Israel’s population is expected to grow from 9.5 million currently to 15 – 25 million in 2065, increasing water demand by 160 per cent.
Researchers at the Hebrew University of Jerusalem said it will need to desalinate at much as 3.7 billion cubic meters (m3) annually by 2065, compared to 0.5 billion m3 in 2020.
The study said that additional demand will be met by desalination which could require the construction of approximately 30 new desalination units since the impact of population growth on Israel’s water supply is likely to dwarf that of climate change.
The researchers say the population growth will likely challenge Israel’s wastewater management policies. The country currently treats its wastewater for irrigation, but by 2065, the population will produce more effluent than farmers can consume.

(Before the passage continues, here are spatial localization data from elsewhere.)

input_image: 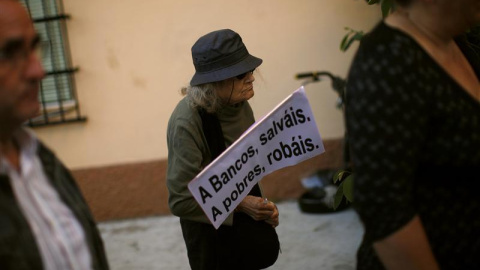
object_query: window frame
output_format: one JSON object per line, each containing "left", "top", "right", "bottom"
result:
{"left": 20, "top": 0, "right": 86, "bottom": 127}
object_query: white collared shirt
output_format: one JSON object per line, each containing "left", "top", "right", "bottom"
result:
{"left": 0, "top": 128, "right": 92, "bottom": 270}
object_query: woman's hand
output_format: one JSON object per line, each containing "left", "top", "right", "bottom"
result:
{"left": 265, "top": 203, "right": 279, "bottom": 228}
{"left": 236, "top": 196, "right": 279, "bottom": 227}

Constructing new desalination plants will also bring national security concerns. The plants have been, and could be, targets of rocket attacks, which would disrupt the country’s supply of clean water.

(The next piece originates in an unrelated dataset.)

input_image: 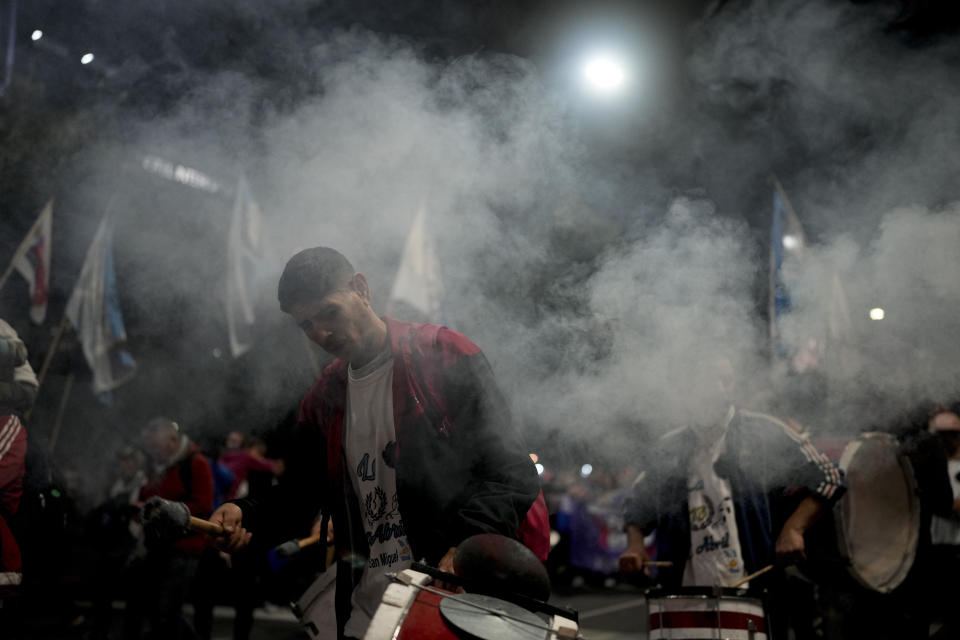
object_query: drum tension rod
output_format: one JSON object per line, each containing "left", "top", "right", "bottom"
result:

Desalination currently accounts for about half of Israel’s domestic water needs. It already has five desalination plants, which were all built within the span of 10 years. A sixth desalination plant is scheduled to open by 2025.

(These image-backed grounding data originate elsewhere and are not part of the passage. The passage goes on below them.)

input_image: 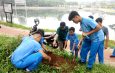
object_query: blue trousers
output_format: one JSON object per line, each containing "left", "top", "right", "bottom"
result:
{"left": 70, "top": 44, "right": 78, "bottom": 57}
{"left": 80, "top": 39, "right": 104, "bottom": 68}
{"left": 80, "top": 39, "right": 91, "bottom": 63}
{"left": 12, "top": 52, "right": 43, "bottom": 71}
{"left": 112, "top": 49, "right": 115, "bottom": 56}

Israel is a small country with nearly all of its population living in close proximity to the Mediterranean Sea.
The transition to desalinated water in Israel has been relatively feasible – in terms of access to saline water and transporting that water to population centres. If Israel struggles in the future to meet water demand through desalination, it will really serve as a bellwether (indicator) to these areas that face even greater institutional challenges to reliance on desalination.